Expanding Your Retail Footprint

Launching into retail sometimes means convincing shop owners to take a chance on an unknown product. Online sales numbers don’t always guarantee that an item will do well on store shelves. When a product is successful in small stores, the analytics will act as proof to larger stores that it can sell in the retail space.

When approaching larger stores and retail chains, sales numbers carry more weight than before. Just like smaller stores, these venues have limited space and budget for new products. But they also have many more candidates vying for a place on their shelves. 

While approaching a small, local boutique might mean simply walking into the store when the owner is there, mid-sized retail stores and chains are more likely to have full-time buyers. ABC’s story and Charlie Awesome’s personality may have played a large part in the small shop owners’ willingness to give his toy blocks a try, but retail buyers are more interested in his sales data.

A wholesale agreement with a bigger store can also mean stricter requirements. For example, if the wholesaler doesn’t already handle orders electronically, they will certainly need to implement that change for larger stores. Adding a special wholesale web page specifically for retail customers might be beneficial. Larger retailers might also have less flexible payment terms. They may want to be billed only monthly or quarterly, something that wholesalers must be prepared for. 

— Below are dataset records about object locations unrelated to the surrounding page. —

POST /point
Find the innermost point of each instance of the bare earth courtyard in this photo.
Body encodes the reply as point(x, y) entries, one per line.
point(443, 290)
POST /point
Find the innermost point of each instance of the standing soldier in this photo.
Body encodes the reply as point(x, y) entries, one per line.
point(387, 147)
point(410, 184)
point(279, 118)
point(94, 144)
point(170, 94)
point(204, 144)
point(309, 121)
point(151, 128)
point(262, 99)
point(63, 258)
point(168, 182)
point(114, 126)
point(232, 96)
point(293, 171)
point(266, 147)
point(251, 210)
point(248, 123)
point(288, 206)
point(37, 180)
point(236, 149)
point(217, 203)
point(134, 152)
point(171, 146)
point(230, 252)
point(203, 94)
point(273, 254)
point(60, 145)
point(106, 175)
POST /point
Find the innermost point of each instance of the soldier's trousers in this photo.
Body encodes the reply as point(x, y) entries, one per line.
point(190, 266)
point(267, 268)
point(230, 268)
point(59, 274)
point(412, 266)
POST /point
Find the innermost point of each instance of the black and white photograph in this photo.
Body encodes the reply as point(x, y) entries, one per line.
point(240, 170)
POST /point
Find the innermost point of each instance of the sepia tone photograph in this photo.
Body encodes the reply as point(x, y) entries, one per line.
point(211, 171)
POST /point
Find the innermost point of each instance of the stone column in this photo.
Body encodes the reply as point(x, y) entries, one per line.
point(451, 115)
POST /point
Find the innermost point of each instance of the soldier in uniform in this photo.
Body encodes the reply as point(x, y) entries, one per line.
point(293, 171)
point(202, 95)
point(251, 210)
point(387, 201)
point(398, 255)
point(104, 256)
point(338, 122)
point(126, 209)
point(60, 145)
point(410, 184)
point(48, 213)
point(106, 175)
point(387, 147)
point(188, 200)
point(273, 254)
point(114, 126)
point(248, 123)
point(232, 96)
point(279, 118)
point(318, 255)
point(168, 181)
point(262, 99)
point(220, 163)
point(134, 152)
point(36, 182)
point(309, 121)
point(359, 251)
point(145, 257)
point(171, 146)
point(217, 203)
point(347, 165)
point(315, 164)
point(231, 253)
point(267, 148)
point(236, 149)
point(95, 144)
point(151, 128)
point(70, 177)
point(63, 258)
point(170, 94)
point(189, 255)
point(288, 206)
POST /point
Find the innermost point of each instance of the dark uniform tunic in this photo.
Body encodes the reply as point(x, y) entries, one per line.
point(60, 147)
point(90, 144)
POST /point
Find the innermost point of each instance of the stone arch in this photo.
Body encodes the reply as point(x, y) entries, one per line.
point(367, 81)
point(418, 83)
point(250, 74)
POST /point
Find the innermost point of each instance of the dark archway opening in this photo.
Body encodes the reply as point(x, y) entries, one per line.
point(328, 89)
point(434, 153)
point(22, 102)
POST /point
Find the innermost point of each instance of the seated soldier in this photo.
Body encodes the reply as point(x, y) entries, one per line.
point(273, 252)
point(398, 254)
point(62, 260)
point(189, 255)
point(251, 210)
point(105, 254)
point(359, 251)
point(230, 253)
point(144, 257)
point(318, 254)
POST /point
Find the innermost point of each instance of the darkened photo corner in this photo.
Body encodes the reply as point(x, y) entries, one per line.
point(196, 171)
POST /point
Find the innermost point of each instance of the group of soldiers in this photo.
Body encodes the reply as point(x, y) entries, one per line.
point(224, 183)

To appeal to this new, larger, retail audience, your tracking data will be one of your greatest assets. It will provide proof that your product sells, that you can keep up with demand, that there are few returns, all while bringing retailers their desired margins.

Efficiency Is Everything 

Getting into mid-sized retail stores is a big step, but in order to stay there and thrive, wholesalers need to look inward at their operations. Automation, even in small increments, can be the difference between struggling to fulfill orders and doing so with ease. Warehouse metrics and KPIs will contribute to success with demands of bigger retailers.

Tracking inventory is crucial. Auto-ordering raw materials can ensure you never run out. Production data can help anticipate fluctuations in demand so warehouse managers can staff up or down accordingly. 

Time-on-task analytics will help maximize staff efficiency and determine the timing and ROI of adding new equipment or making the decision to outsource certain tasks. Using Awesome Block Company as an example, if sanding the wooden blocks is holding up production, it may be time for Charlie to consider adding another sanding machine.

Automation and analytics are useful tools, but their full benefit isn’t felt if systems aren’t talking to each other. Failing to integrate individual pieces of WMS technology is one of six big mistakes we outlined in a previous article

Wholesalers increase their chances of a successful partnership with retailers when they maximize data tracking, automation, and integration. 

Reviewing the Supply Chain

It’s not just the wholesaler who has to adapt to working with larger retailers; it’s the entire supply chain. The wholesaler may need to review its vendors for raw materials, staffing needs, and shipping.

For example, noting the high cost of paints used on his blocks, Charlie Awesome might look into other suppliers. There may be cheaper products out there, but he must be sure to use non-toxic paint that doesn’t fade or flake off. If he decides on a new paint source, it must be cost-effective while maintaining his high standards for quality and safety.

Likewise, a shipping partner may need to be replaced if they are unable to deliver products on time to multiple locations without breaking the wholesaler’s budget. 

Wholesaling to Bigger Retailers and Beyond

Wholesalers need to look inside their companies for the keys to success in the world of mid-sized retail stores and chains. They may need to adjust their operations to accommodate new demands placed on their organizations. 

By taking the lessons learned from their small retailer partners and leveraging that information into action, wholesalers can optimize speed, accuracy, and overall efficiency. With a willingness to change and evolve, they can grow their product reach into new and bigger markets.